David Birren writes:
>JAMES H. CARRINGTON wrote:
>
>>>What then, you ask, is the bottom line?
>>>Money.
>
>This may be true in the private sector. In every sector, the bottom line
>- or a piece of it - is often the status of a particular individual.
>Margaret Wheatley says that organizations exist in order to protect the
>status of individuals, and I've seen this at all levels of organizations,
>from the CEO level all the way out (not down) to the front-line worker.
>Money may be one criterion of effectiveness and efficienvy, but if we ask
>what really motivates people, I think we'd find a strong thread of
>identity - the need to maintain one's self-esteem and the respect of one's
>co-workers, to have a secure place in the organization.
SNIP of the rest.

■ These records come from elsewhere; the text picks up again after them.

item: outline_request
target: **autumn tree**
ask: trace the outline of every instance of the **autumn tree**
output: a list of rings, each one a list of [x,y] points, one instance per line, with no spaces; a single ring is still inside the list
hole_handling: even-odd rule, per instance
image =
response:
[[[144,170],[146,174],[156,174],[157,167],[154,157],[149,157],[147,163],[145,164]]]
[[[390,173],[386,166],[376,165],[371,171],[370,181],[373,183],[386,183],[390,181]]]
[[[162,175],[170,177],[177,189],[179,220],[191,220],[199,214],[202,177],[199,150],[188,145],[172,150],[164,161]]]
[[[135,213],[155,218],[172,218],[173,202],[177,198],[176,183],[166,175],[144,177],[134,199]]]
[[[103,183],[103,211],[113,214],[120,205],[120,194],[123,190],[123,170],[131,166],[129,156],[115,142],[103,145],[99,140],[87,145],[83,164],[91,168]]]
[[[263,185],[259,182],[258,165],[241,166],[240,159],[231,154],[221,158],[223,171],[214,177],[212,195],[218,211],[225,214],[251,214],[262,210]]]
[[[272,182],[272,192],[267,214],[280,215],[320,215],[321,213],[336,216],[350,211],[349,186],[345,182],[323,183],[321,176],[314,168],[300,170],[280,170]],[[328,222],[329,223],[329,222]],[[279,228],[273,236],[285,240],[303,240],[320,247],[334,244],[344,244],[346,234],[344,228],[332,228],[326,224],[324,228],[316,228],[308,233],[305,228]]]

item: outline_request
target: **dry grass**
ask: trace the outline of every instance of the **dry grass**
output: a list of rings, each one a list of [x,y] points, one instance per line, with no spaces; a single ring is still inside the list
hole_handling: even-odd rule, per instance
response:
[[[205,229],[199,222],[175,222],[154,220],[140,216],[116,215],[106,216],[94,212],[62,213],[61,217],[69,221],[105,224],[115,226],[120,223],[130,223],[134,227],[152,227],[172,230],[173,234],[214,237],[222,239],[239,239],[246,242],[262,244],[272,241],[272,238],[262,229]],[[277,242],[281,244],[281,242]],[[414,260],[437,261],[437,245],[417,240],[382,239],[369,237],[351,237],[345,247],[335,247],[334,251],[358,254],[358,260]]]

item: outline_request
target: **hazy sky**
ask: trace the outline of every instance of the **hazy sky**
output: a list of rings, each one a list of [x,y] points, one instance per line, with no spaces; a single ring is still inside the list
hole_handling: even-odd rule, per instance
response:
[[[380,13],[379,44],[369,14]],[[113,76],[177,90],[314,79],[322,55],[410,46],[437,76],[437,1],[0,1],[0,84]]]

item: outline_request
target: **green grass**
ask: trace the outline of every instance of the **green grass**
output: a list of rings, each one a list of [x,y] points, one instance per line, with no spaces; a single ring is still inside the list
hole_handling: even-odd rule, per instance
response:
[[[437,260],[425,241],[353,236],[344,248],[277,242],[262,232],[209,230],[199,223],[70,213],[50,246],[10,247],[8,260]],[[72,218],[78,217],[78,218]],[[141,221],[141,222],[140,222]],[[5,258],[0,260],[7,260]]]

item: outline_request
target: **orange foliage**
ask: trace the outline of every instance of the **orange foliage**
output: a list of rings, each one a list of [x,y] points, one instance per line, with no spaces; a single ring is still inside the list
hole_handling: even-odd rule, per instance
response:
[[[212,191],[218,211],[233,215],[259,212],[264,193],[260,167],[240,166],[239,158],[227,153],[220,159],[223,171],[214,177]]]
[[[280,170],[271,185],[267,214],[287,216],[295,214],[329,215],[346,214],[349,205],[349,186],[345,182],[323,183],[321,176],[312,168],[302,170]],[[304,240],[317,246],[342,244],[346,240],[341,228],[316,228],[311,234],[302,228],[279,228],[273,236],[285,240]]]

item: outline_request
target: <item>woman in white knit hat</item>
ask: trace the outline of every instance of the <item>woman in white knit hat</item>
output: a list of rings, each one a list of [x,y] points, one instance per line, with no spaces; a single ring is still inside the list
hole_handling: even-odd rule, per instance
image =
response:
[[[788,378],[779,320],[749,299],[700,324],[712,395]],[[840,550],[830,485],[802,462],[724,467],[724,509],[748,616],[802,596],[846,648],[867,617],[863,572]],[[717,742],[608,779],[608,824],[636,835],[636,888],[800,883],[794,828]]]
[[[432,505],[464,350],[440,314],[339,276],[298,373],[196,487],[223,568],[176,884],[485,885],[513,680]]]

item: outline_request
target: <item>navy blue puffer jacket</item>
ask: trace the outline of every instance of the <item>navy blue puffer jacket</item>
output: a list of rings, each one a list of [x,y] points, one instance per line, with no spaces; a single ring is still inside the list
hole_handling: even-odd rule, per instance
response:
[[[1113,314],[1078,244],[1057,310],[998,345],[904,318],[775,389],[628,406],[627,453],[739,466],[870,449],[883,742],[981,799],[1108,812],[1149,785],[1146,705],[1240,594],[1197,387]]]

David's responses to James' singular commentary on
"bottom line" deal nicely with all of the LO and values issues we need to
address to move into the next generation of our species. The only comment
I want to make here is taken from Joseph Juran's "Managerial
Breakthrough". Juran makes some excellent points about the socio-economic
framework of the organization and its resistance to innovation. In light
of David's Wheatley perspective and James' profit perspective, Juran would
say that the way to communicate with top management is in their own
language, and that language is the language of money. In other words, if
you have P-L responsibility, you can improve your position admirably with
a LO orientation, but you have to make it understood by taking on the
linguistic persona of the financials.
That's not what it is, Alice, it's just what we call it.